Ex-ministra da Agricultura e uma das principais representantes do agronegócio, Tereza é vista como um nome com forte experiência administrativa e capacidade de diálogo com setores importantes da economia. Sua presença na chapa pode consolidar ainda mais o apoio do agro e ampliar pontes com diferentes regiões do país, especialmente no Centro-Oeste.
Outro ponto considerado positivo é sua representatividade. Mulher e católica, a senadora pode contribuir para ampliar o alcance eleitoral da chapa, dialogando com públicos diversos e fortalecendo a conexão com o eleitorado feminino — maioria no Brasil.

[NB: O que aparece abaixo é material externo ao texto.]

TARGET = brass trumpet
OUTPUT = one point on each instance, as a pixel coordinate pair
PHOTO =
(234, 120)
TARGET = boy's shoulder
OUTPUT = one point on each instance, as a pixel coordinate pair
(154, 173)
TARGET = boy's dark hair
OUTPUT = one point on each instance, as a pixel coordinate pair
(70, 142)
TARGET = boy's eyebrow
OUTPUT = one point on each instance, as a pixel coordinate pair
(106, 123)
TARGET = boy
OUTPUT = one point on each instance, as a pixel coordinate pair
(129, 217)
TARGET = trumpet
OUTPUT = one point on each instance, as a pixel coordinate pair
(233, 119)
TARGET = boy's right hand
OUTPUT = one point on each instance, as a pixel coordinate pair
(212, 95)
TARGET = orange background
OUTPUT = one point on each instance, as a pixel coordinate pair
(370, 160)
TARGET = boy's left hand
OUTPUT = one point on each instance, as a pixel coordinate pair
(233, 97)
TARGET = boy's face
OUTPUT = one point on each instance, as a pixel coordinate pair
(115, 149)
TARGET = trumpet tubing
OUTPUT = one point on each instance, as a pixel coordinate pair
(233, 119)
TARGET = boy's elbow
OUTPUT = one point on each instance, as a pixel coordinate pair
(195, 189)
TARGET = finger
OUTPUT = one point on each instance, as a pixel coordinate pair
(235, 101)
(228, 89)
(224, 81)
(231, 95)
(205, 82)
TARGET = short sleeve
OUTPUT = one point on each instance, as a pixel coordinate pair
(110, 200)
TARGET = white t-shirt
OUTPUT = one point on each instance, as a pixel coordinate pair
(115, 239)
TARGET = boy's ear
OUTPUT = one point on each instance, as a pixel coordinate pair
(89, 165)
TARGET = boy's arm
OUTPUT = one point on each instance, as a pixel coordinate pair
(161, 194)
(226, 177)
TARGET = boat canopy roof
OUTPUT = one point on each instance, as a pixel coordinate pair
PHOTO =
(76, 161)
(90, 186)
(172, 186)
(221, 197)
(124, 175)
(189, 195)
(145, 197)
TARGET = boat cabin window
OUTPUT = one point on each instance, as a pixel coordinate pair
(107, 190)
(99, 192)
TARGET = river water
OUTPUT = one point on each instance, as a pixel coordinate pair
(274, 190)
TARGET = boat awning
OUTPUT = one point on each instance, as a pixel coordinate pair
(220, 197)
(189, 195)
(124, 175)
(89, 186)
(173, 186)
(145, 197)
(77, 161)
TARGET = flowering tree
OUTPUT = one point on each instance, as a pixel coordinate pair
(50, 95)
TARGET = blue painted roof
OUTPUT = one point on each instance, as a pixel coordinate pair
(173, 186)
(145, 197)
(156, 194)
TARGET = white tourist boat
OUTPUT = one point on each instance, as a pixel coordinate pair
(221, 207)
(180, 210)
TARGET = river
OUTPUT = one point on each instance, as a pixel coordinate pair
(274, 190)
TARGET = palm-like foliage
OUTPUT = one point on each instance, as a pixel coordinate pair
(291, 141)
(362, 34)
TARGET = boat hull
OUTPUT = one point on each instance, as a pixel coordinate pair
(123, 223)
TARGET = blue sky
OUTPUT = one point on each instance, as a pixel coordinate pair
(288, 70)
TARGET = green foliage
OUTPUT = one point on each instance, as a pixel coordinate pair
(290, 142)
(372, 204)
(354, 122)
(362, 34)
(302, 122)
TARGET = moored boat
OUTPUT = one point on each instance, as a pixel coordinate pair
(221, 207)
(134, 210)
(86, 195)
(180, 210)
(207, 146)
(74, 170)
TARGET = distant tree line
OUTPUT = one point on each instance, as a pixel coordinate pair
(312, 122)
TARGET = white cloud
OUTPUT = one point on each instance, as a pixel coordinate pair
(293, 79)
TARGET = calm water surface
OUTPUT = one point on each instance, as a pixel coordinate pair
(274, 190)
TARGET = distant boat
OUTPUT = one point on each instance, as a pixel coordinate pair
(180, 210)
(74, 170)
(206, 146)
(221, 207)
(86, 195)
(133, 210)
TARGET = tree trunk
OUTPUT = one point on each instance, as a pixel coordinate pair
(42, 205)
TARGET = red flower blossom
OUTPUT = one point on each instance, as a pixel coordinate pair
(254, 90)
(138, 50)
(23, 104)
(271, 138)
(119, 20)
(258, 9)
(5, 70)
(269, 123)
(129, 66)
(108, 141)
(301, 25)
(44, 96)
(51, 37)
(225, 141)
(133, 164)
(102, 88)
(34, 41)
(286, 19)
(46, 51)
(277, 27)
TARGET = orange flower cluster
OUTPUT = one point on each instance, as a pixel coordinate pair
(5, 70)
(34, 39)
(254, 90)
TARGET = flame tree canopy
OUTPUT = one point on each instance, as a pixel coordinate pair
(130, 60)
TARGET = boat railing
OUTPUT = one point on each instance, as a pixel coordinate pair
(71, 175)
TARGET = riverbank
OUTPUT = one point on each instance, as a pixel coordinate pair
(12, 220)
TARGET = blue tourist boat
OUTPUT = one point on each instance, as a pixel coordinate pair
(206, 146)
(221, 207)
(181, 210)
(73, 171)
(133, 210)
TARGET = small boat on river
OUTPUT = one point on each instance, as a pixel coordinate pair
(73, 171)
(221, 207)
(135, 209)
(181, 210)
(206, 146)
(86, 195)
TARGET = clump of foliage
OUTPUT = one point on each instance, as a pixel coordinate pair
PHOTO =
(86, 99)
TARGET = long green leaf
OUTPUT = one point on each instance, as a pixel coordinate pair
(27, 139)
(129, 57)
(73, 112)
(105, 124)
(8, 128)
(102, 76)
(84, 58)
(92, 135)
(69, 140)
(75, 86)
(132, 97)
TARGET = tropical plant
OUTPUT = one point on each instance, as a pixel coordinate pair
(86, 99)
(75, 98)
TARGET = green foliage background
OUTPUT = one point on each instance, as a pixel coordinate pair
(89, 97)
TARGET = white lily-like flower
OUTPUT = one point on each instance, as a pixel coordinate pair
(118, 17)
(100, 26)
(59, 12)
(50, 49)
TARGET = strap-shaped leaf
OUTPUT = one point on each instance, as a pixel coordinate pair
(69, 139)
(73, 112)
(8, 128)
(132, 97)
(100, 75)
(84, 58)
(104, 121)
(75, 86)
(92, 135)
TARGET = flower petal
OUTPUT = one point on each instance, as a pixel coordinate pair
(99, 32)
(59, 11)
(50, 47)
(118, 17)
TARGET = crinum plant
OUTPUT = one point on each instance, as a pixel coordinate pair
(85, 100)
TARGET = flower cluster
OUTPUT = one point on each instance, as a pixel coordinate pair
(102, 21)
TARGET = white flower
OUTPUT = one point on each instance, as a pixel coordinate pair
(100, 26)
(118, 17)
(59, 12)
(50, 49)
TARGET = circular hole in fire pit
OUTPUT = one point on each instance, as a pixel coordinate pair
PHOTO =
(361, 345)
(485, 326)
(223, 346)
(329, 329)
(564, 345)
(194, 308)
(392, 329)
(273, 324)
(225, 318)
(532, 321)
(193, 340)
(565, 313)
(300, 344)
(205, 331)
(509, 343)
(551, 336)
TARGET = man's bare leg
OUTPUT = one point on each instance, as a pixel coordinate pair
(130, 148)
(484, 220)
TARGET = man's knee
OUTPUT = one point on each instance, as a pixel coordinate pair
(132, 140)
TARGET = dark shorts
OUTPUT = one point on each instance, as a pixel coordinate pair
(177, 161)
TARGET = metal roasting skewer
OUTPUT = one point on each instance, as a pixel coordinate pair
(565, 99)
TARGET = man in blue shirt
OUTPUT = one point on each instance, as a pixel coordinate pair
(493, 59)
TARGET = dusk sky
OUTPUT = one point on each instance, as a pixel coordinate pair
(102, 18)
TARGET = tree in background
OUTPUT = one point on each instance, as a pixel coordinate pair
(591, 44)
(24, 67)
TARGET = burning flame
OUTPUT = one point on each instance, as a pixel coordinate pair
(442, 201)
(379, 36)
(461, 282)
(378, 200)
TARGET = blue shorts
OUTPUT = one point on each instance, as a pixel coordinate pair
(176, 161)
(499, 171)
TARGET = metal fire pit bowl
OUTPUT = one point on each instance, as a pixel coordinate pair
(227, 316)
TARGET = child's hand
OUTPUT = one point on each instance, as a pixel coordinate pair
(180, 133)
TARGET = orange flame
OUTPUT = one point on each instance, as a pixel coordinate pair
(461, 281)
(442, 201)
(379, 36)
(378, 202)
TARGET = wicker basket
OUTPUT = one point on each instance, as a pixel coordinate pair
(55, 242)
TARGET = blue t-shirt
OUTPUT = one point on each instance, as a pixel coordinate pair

Além disso, lideranças políticas avaliam que sua postura mais equilibrada pode trazer estabilidade ao projeto, ajudando a compor uma imagem de moderação e articulação em um cenário político marcado por polarizações.
A escolha do vice ainda está em análise, e outros nomes também são considerados, como o do ex-governador de Minas Gerais, Romeu Zema. No entanto, o nome de Tereza Cristina permanece forte e relevante nas discussões, sendo visto como uma opção que pode agregar experiência, ampliar alianças e reforçar a competitividade da chapa nas eleições.